As obras puseram a descoberto uma estação arqueológica de época romana que mereceu escavações de emergência. No local, para além da placa, foram exumadas três aras votivas: uma dedicada a Liber Pater, outra a uma divindade indígena chamada Kassaecus (ambas em exposição no Museu da cidade) e a outra (actualmente de paradeiro desconhecido) a um Genius. Para além destes monumentos epigráficos foram encontradas estruturas, entre as quais uma sepultura de inumação feita em tijolo que hoje se encontra em exposição no Museu da Cidade.
O texto da placa é funerário: D(iis) M(anibus) S(acrum)/ C(aio) I(ulio?) PRIMITIVO/ ANN(orum) LX TEREN/TIA IVL(iana?) PATRI/ P(iissimo) · F(aciendum)· C(uravit)/ H(ic) S(itus) E(st), ou seja “Consagrado aos deuses Manes. A Caio Júlio Primitivo de 60 anos. Terência Juliana ao pai, modelo de piedade, mandou fazer. Aqui jaz.”
O facto de a filha não ter o mesmo nome de família que o pai (Júlio), possuindo antes o cognome de Juliana (uma adaptação desse nome) e o facto de não se fazer referência ao nome próprio do pai de Caio Júlio Primitivo, faz desconfiar que se trata de dois antigos escravos.

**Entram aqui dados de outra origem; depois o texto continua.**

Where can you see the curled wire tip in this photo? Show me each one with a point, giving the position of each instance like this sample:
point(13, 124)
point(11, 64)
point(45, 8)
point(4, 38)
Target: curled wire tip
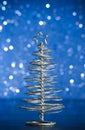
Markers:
point(35, 38)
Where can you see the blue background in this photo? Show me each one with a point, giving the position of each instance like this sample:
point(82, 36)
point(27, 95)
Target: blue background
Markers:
point(64, 22)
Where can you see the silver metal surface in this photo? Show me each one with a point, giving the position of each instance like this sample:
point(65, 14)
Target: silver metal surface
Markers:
point(42, 96)
point(44, 123)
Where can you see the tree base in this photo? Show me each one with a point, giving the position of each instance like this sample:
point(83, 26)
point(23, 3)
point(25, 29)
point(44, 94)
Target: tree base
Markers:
point(41, 123)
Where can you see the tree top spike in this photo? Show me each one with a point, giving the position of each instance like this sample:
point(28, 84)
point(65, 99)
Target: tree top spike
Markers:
point(38, 35)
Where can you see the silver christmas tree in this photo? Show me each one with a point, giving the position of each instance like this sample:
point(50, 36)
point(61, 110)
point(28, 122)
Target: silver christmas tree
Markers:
point(41, 95)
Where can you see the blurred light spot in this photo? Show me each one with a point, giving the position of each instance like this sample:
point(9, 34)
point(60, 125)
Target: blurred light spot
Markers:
point(74, 13)
point(82, 75)
point(3, 8)
point(48, 5)
point(5, 49)
point(21, 65)
point(38, 15)
point(28, 45)
point(28, 22)
point(80, 25)
point(49, 17)
point(13, 64)
point(11, 77)
point(1, 27)
point(17, 91)
point(5, 93)
point(41, 23)
point(79, 47)
point(71, 81)
point(80, 17)
point(5, 23)
point(4, 2)
point(84, 65)
point(15, 72)
point(18, 12)
point(12, 89)
point(66, 89)
point(70, 66)
point(5, 82)
point(76, 23)
point(8, 40)
point(11, 47)
point(58, 18)
point(81, 57)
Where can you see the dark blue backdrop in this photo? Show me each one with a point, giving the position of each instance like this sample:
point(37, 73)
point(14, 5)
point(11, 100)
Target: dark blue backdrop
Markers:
point(64, 22)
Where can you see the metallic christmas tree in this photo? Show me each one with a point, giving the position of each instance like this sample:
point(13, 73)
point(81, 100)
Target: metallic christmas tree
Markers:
point(41, 95)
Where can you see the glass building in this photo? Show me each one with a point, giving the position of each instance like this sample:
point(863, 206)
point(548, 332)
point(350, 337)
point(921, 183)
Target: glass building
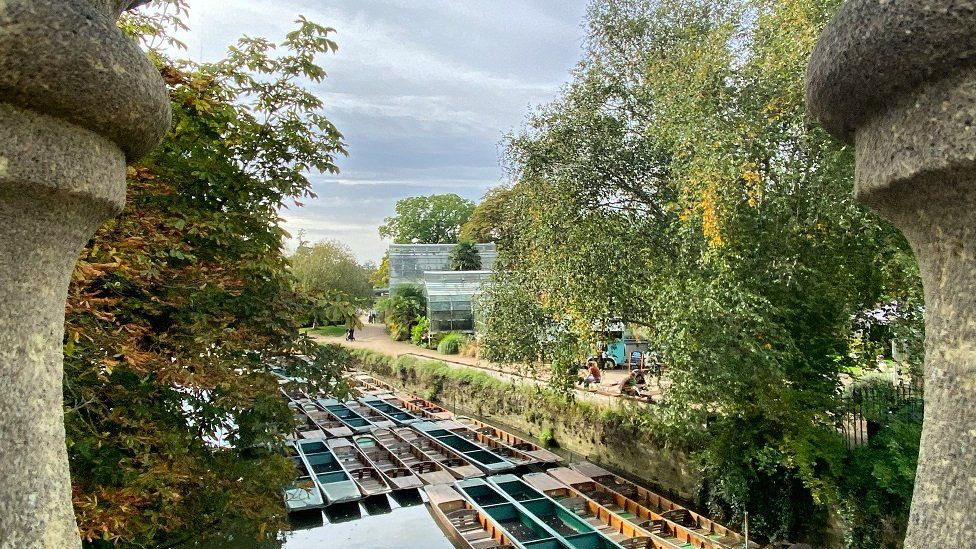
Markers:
point(409, 262)
point(450, 295)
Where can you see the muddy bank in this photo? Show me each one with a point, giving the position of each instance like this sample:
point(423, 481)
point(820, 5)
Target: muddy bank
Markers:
point(616, 436)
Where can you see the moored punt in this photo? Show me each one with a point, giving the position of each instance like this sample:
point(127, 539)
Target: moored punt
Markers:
point(369, 480)
point(454, 462)
point(670, 510)
point(325, 421)
point(482, 457)
point(302, 494)
point(330, 476)
point(467, 526)
point(517, 443)
point(516, 524)
point(396, 473)
point(608, 522)
point(566, 524)
point(424, 466)
point(516, 457)
point(656, 523)
point(306, 429)
point(424, 408)
point(391, 411)
point(375, 418)
point(343, 414)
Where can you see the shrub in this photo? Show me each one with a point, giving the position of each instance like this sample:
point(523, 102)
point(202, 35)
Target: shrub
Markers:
point(547, 438)
point(451, 343)
point(469, 348)
point(419, 332)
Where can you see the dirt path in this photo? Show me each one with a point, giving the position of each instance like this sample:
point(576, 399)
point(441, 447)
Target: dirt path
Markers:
point(374, 338)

O Estado romano promovia a integração social dos escravos libertados. Após a sua libertação recebiam o nome da família dos seus antigos proprietários e os meios para iniciar a vida que se esperava de qualquer romano. Supondo-se que pai e filha eram escravos de proprietários diferentes, explica-se a diferença nos nomes de família.
A consagração aos deuses Manes (espíritos benfazejos dos mortos), a dedicação ao defunto associada à referência de graus de parentesco e de adjectivos no superlativo, permitem datar o monumento no século II, ou até talvez no III.